Ornamental blue fescue grasses have become a reliable accent in gardens, breaking up shades of dark green and inserting wispy texture in front of broad-leaved perennials and shrubs. All grasses in the Festuca genus are deer resistant.
Choosing a Fescue
Many popular fescues are European imports that tend to be short-lived and must be replaced frequently. Left in place, they eventually experience die-back in the center of clumps. California natives are more durable.
- Festuca glauca, common blue fescue from Europe—also called Festuca ovina glauca—grows in low, tight clumps about 1 ft. tall and wide. All readily self-sow when seed heads on thin, foot-tall spikes drop or are blown by wind.
- ‘Siskiyou Blue’ is similar to the species in size or is somewhat larger. Its fine leaf blades are one of the best blues.
- ‘Elijah Blue’ has a silvery cast and is known to be longer-lived than others.
- Festuca amethystina, called tufted fescue, is also from Europe. It forms a 1-2 ft. clump of very fine textured, hair-like blades. Clumps of this choice species are bluish green and quite dense. Flower panicles tend to arch slightly.
- Festuca idahoensis may have a misleading name, but it is common in much of northern California as well as throughout the West.
- Although this species is longer lived than other blue fescues, it also is best replaced after a few years. It is the only blue fescue that tolerates full sun.
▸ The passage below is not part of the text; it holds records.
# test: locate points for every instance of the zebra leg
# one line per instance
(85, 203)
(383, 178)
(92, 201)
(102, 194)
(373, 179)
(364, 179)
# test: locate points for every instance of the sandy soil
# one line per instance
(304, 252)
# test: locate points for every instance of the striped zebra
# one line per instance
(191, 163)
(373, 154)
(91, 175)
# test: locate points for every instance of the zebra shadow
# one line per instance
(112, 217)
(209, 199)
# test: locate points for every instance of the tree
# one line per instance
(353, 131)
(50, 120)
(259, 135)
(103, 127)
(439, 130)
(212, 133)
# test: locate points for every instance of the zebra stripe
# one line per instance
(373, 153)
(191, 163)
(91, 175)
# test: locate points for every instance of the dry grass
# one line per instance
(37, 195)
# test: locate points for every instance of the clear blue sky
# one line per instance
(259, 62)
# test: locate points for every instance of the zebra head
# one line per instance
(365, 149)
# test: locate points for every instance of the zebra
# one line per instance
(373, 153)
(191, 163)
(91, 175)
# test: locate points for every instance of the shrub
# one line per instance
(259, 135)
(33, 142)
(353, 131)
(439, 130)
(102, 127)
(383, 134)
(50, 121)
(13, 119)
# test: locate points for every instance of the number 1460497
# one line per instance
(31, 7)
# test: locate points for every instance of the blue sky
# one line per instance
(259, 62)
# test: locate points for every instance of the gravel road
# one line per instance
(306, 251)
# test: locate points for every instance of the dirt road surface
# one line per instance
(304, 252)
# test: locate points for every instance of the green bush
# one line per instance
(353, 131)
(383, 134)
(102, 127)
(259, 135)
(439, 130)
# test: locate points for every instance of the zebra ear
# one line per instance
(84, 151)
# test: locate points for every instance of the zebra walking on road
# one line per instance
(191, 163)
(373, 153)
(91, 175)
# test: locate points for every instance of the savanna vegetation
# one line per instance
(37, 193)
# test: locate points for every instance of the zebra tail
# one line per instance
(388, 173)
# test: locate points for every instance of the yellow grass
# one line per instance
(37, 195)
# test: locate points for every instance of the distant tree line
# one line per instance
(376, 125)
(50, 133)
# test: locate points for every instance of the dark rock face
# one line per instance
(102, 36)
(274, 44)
- Variation in color is not uncommon; individual clumps may be purchased or seeded in shades of blue, gray, silver or green.
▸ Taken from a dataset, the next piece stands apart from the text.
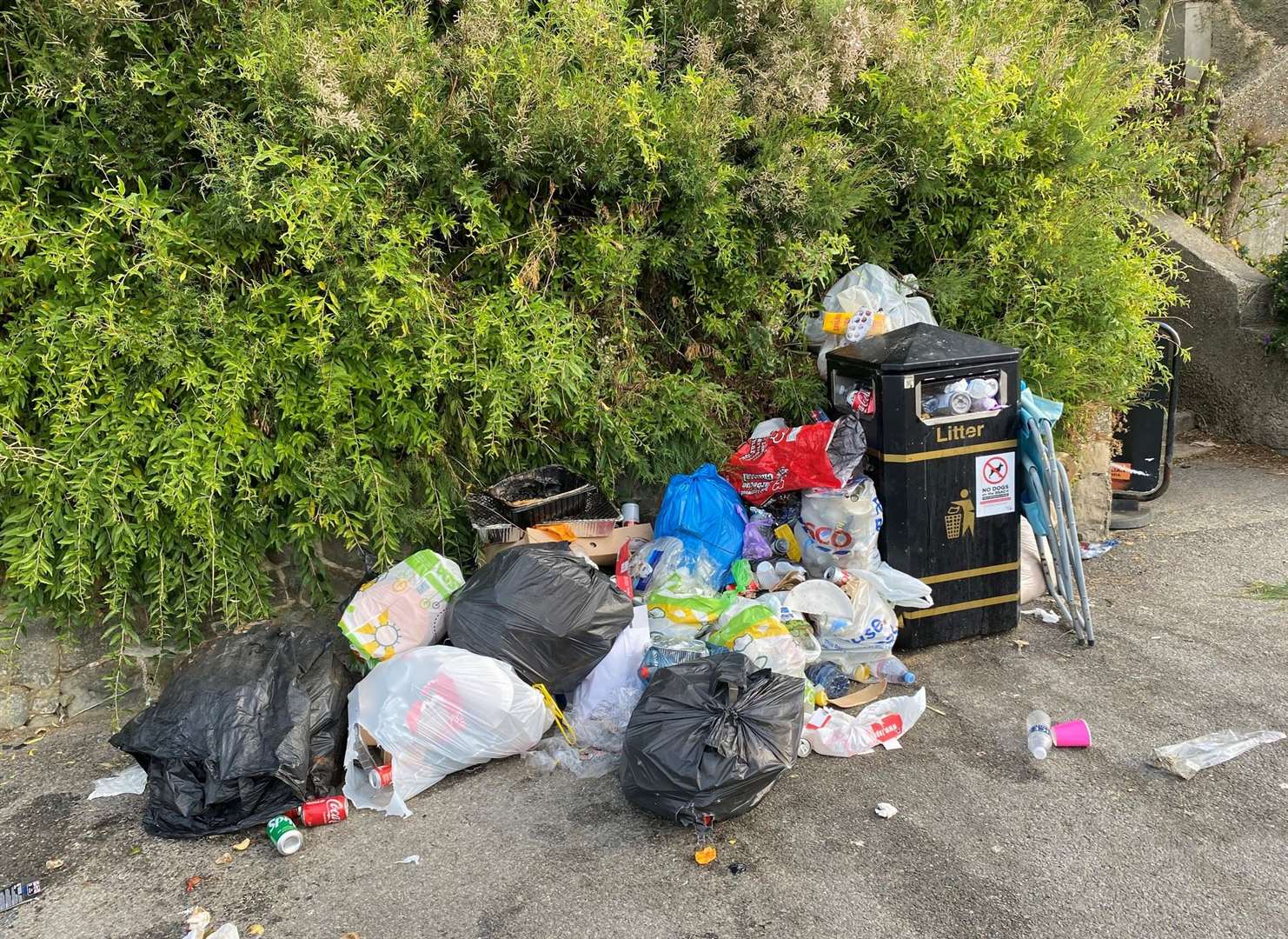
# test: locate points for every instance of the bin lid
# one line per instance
(922, 347)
- Festuca californica is found frequently in Sonoma County as well as throughout woodland and mountainous areas of California. It is semi-evergreen in most habitats, evergreen in mildest climates.
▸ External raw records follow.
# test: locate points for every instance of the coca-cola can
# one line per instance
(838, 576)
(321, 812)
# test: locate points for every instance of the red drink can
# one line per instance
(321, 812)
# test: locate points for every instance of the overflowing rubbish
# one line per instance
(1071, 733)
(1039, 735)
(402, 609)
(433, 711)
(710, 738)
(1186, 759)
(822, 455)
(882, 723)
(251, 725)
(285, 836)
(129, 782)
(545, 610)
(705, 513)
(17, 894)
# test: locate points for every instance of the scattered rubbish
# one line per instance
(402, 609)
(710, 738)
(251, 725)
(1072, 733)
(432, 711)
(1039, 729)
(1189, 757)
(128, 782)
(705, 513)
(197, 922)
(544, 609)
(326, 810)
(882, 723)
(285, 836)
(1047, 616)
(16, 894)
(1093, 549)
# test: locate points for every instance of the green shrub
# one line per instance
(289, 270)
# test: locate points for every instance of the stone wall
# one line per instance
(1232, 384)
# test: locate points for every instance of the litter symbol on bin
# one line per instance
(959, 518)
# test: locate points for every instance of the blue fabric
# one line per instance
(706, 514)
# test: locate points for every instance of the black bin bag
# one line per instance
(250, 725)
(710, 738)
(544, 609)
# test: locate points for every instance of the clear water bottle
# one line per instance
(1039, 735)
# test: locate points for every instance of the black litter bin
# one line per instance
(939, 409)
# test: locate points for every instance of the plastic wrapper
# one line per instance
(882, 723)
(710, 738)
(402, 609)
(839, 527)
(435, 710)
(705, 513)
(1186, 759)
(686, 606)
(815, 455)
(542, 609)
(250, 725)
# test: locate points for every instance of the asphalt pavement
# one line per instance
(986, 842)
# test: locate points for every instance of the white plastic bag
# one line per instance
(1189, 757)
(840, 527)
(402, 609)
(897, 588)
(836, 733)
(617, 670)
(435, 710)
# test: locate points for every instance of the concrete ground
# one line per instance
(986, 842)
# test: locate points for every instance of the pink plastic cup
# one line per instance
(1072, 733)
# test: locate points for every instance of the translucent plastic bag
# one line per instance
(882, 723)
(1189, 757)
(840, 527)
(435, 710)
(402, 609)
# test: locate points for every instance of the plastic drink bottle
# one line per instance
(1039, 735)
- Native to Sonoma County woodlands and throughout the Coast Ranges to Oregon, this grass grows taller and is more robust than the low blue fescues although it, also, often has bluish tinged leaves.
- Considered mid-size, it develops a fountain-like shape 2-3 ft. tall and a bit wider.
- Flower stalks emerge tinged violet in spring and summer, rise up another 1-2 ft., and turn a tawny tan.
- Festuca rubra, red fescue, is another useful native often planted as a lawn grass for shaded sites. It slowly creeps by underground rhizomes to create a dense turf and may be mixed with other grasses although it has finer textured blades than most.
- Red fescue is often planted as a low-maintenance groundcover and left unmowed to grow in loose clumps 4-12 in. high.
- It is particularly attractive on slopes where mowing is difficult.
- Of the many cultivars available, all vary in drought tolerance, color, and height. Most require moderate moisture.
Where to Plant
Fescues can be effectively interspersed in garden beds as color accents against burgundy foliage and darker backgrounds.
- They are sometimes planted in broad drifts in geometric designs as a stylized groundcover, but after 1 or 2 years, plants often develop unattractive brown leaves or die out completely and must be replaced.
- Blue fescues prefer morning sun only. They thrive best when protected from harsh afternoon summer sun and given adequate waterings in loose, well-drained soils.
- California fescue tolerates most soils and exposure to sun but is best in part shade, similar to its growth natively in woodland areas where it is protected from harsh afternoon sun.
- With summer water in gardens, California fescue’s arching blades remain vibrant and evergreen, but they also stay green in deep shade with little water as in the wild where they have survived for eons with no supplemental irrigation.